Load data with daily max and min temps for SoCal zip codes (gridMET 2006-2021)
load("~/UCSD-Scripps/R Files 2022/Heat Metrics/socal_heat.RData")
socal_heat$tmmx_C <- socal_heat$tmmx - 273.15
socal_heat$tmmn_C <- socal_heat$tmmn - 273.15
library(dplyr);
socal_heat <- socal_heat %>% select(-one_of('tmmx', 'tmmn')) # remove columns with temp in Kelvin
summary(socal_heat)
date zip tmmx_C tmmn_C
Min. :2006-01-01 Min. :90001 Min. :-8.142 Min. :-20.850
1st Qu.:2010-01-01 1st Qu.:91205 1st Qu.:19.702 1st Qu.: 8.204
Median :2013-12-29 Median :92114 Median :24.024 Median : 11.994
Mean :2013-12-30 Mean :91908 Mean :24.504 Mean : 11.911
3rd Qu.:2017-12-30 3rd Qu.:92630 3rd Qu.:29.032 3rd Qu.: 15.985
Max. :2021-12-31 Max. :93591 Max. :50.987 Max. : 37.250
socal_heat$year <- format(socal_heat$date, "%Y")
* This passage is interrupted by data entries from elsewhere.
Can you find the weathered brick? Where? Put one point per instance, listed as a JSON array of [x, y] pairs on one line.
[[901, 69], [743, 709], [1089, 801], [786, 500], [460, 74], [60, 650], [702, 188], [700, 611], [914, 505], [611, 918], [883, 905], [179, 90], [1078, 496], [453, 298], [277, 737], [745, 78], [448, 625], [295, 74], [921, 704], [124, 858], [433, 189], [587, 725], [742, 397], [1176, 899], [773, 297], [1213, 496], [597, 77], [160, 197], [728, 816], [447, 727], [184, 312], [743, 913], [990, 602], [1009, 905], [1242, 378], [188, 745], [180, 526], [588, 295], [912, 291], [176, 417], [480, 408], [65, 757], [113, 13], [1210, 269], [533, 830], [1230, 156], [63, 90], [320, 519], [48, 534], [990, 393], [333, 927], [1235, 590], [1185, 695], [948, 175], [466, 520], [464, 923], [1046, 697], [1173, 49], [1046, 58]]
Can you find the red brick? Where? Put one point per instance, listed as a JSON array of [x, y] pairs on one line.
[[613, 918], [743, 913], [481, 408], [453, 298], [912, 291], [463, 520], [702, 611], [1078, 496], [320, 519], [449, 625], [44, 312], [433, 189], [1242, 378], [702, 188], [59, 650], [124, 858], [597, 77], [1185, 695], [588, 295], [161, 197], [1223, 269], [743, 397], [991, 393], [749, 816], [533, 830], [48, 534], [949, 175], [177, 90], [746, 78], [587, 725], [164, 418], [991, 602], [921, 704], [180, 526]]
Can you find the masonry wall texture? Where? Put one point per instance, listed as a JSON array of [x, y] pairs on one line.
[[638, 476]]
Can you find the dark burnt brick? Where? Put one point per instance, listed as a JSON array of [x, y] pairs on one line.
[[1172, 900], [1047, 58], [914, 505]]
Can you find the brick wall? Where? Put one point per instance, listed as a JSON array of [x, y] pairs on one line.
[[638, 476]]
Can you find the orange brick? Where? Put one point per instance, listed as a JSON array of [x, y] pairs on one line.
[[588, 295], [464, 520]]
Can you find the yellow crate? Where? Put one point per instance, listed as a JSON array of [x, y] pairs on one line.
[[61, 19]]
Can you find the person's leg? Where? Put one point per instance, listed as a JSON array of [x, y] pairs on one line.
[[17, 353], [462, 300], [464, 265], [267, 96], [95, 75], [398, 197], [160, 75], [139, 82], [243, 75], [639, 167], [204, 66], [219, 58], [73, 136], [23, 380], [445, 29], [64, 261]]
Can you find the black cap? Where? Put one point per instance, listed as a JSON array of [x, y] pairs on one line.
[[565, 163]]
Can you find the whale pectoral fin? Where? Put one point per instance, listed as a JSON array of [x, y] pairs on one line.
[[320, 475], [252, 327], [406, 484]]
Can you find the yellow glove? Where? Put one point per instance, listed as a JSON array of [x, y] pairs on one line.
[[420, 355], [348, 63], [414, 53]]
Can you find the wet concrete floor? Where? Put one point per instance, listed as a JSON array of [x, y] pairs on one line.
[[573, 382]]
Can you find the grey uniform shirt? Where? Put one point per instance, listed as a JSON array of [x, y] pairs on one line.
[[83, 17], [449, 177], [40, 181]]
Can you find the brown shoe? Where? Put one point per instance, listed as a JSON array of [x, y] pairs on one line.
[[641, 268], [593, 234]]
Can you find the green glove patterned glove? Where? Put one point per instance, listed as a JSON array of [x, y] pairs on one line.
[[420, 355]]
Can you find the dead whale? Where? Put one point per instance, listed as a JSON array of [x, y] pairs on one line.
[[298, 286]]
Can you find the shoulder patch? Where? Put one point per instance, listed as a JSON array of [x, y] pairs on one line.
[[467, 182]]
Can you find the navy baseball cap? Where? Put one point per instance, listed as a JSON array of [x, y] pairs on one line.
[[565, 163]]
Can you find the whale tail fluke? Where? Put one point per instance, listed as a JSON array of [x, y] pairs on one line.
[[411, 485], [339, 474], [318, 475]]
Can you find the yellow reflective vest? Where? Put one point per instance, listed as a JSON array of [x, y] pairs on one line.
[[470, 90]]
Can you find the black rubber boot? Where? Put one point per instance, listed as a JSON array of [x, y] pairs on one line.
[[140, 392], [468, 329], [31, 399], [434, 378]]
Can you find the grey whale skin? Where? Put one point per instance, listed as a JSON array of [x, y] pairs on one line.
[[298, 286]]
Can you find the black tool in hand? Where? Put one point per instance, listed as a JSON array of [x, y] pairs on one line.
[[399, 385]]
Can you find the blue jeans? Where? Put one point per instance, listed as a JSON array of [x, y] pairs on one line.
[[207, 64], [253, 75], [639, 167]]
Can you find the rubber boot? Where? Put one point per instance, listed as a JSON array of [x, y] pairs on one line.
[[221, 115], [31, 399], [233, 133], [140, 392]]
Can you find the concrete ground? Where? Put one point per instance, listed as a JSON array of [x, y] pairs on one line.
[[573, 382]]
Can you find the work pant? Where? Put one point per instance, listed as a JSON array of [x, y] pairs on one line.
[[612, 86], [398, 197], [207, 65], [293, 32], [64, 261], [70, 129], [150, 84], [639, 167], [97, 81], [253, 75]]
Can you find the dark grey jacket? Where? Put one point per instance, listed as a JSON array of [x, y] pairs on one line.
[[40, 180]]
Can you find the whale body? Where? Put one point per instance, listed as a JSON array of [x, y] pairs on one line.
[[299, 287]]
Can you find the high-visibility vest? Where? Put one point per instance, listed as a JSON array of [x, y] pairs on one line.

Find the 95th percentiles for max temp for each zip code and year
temp95 <- socal_heat %>%
group_by(zip) %>%
mutate(max95 = quantile(tmmx_C, probs = .95))
summary(temp95)
date zip tmmx_C tmmn_C year max95
Min. :2006-01-01 Min. :90001 Min. :-8.142 Min. :-20.850 Length:4392384 Min. :24.85
1st Qu.:2010-01-01 1st Qu.:91205 1st Qu.:19.702 1st Qu.: 8.204 Class :character 1st Qu.:30.56
Median :2013-12-29 Median :92114 Median :24.024 Median : 11.994 Mode :character Median :34.20
Mean :2013-12-30 Mean :91908 Mean :24.504 Mean : 11.911 Mean :34.04
3rd Qu.:2017-12-30 3rd Qu.:92630 3rd Qu.:29.032 3rd Qu.: 15.985 3rd Qu.:37.12
Max. :2021-12-31 Max. :93591 Max. :50.987 Max. : 37.250 Max. :45.72
temp95$heat95 <- ifelse(temp95$tmmx_C >= temp95$max95, 1, NA ) # assign "1" when max temp >= 95th
Create index of events where max temp > = 95th max temp (for 1st and 2nd heat waves, only)
heatwave <- temp95 %>%
group_by(zip, year, heat95) %>%
arrange(date) %>%
mutate(Seq = ifelse(!is.na(heat95), 1:n(), NA))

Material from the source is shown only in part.